The Fotovol method: from data to optimal size
Our process is designed to find the sweet spot: where every euro invested yields the highest return. No “ceiling full” by default.
- cleaning and segmentation
we separate workdays, weekends and shifts. we remove outliers and stops to see your real pattern. - hourly kWp simulation
we model what 1 kWp would generate on your roof, hour by hour, with losses and real system performance. - size sweep and savings analysis
we tested multiple powers. for each one we calculated self-consumption, surplus, ra, ga and savings per tariff period. - impact on contracted power (industrial)
we measure how PV flattens peaks and if you can optimize the power term. - electrical validation and standards
inverters, strings, voltages, allowable clipping and safety. design passing audit. - decision by van
we choose the size where the van is maximum while maintaining a high ra. we install what suits, not what fits.
Integrated example (didactic and realistic)
Imagine a factory with a night base of 80 kW and 8-18 h shifts with 250 kW. On weekends it drops to 60 kW. On its roof, 1 kWp yields ~1,650 kWh/year (including losses and efficiency).
- With 500 kWp, you would generate ~825 MWh/year. the overlap with daytime consumption is high: ra ~85% → ~701 MWh saved and ~124 MWh surplus.
- If you go up to 900 kWp, you generate more, but the ra drops (~68%). this translates into more surplus and lower marginal return.
The winning size is not the largest, it is the one that maximizes go with ra even high.
With or without battery? When is it worth
We operate with clear rules: load limits(soc), round-trip performance and priority to expensive hours.
- Sn battery: mainly daytime profiles and weekends with low activity.
- With battery: when there are surpluses at midday and heavy consumption at dusk/evening, or when you need to reduce peaks (peak-shaving) to optimize contracted power.
From kWp to number of plates (without missing)
- we set the optimal kWp of the study.
- we choose the module (typical 400-550 Wp).
- No. of plates ≈ kWp optimum / (Wp of module / 1,000).
- we checked space, maintenance aisles, deck loads and shadows. zero surprises.
We choose the module (typical 400-550 Wp).

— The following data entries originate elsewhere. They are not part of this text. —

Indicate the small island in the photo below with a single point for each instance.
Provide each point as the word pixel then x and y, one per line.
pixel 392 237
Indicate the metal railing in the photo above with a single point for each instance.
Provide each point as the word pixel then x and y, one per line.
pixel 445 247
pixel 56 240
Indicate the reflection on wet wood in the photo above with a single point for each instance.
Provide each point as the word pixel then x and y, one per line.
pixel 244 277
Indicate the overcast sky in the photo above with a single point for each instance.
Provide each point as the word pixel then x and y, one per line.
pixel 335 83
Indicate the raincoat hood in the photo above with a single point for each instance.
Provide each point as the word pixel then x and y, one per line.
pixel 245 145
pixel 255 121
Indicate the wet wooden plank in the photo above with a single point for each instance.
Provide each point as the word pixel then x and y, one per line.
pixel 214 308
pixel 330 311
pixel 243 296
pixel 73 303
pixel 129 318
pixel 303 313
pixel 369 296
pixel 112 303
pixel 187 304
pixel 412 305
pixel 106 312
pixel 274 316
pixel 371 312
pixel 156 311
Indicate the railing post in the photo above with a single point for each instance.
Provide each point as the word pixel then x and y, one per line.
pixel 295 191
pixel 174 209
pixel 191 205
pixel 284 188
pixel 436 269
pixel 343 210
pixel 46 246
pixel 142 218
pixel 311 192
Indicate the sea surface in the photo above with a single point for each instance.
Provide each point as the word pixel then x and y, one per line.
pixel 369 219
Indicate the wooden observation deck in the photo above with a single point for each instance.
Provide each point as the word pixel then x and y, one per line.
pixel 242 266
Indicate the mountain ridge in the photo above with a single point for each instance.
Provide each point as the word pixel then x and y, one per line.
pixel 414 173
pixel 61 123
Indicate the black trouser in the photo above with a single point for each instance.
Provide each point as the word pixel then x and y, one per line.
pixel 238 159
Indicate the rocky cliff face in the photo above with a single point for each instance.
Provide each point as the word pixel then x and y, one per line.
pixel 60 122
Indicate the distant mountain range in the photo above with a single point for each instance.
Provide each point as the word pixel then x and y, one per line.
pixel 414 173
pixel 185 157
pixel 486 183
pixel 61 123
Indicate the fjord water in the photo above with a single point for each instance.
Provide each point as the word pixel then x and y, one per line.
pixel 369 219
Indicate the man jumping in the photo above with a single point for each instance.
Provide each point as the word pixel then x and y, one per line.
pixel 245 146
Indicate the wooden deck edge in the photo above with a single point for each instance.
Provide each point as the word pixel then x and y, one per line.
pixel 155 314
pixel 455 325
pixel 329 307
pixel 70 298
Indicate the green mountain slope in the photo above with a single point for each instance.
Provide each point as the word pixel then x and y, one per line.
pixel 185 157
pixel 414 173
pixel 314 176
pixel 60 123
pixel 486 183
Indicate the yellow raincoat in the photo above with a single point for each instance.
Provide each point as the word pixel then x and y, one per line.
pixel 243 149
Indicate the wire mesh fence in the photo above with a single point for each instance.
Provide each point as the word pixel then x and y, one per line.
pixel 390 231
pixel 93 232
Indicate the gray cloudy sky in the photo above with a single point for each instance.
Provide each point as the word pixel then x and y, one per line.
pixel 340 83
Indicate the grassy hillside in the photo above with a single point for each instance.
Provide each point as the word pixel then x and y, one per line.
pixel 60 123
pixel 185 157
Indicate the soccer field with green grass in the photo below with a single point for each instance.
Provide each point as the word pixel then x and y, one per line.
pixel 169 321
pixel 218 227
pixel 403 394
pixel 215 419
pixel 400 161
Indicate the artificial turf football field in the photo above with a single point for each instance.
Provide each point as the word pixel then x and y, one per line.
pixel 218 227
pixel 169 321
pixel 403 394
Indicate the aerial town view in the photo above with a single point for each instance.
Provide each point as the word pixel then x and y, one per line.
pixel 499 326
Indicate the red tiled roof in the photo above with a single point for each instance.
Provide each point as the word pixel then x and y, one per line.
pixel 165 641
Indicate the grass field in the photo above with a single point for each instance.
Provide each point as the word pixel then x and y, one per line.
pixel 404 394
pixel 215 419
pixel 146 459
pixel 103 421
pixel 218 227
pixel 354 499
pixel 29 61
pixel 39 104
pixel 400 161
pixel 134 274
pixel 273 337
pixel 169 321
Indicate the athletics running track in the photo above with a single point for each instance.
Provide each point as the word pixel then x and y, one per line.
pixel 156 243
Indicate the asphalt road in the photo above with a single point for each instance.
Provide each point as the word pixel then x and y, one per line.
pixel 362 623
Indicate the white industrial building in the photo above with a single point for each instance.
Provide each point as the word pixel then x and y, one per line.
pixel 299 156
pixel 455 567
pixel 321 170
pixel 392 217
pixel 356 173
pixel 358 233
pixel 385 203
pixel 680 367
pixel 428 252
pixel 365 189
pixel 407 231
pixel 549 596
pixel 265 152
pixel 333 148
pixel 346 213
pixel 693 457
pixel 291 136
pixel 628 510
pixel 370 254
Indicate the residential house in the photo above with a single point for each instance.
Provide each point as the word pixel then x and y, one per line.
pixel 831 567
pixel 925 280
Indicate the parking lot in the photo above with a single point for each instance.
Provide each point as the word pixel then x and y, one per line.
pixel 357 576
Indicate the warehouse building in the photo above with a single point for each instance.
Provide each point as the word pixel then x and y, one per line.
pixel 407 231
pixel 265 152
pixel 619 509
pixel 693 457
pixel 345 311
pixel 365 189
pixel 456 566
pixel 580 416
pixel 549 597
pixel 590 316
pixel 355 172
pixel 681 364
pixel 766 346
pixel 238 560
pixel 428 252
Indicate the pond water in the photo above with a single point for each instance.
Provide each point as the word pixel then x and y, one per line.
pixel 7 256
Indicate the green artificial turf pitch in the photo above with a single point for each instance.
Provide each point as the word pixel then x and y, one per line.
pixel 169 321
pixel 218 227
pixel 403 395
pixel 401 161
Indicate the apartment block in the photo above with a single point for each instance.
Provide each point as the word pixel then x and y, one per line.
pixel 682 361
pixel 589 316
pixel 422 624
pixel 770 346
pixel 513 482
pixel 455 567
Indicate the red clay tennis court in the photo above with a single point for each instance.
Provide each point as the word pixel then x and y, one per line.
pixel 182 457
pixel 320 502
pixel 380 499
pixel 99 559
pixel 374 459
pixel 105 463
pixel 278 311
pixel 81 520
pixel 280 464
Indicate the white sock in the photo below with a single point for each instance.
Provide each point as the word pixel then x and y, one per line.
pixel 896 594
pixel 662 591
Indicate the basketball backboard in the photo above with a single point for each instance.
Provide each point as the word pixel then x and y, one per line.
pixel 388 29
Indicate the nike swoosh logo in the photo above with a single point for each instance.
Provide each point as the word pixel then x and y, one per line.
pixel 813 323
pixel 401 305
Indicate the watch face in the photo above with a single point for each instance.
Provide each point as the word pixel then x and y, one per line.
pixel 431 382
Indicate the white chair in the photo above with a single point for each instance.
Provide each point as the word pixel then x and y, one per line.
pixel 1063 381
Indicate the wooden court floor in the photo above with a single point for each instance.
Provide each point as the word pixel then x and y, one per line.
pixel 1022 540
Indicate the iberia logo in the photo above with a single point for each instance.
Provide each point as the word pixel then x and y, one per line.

Check out our solutions for photovoltaic modules for industry
Expert warnings: traps we avoid as a matter of routine
- Sizing with kWh/year or dry hsp: ignores the when and triggers surpluses.
- Not separating profiles (work vs. weekend/shifts): artificially inflates the expected ra.
- Forget opex and degradation: performance drops with dirt/weather; promising without that is selling smoke.
- Ignore contracted power (industrial): you lose a relevant saving lever.
Our criterion is maximum savings
The key is not to install more, but to install better. At fotovol, the
do you want to know exactly how many panels you need and how much you are going to save? request your load curve study and we will give you the optimal size (with or without battery), the savings by periods and the impact on contracted power.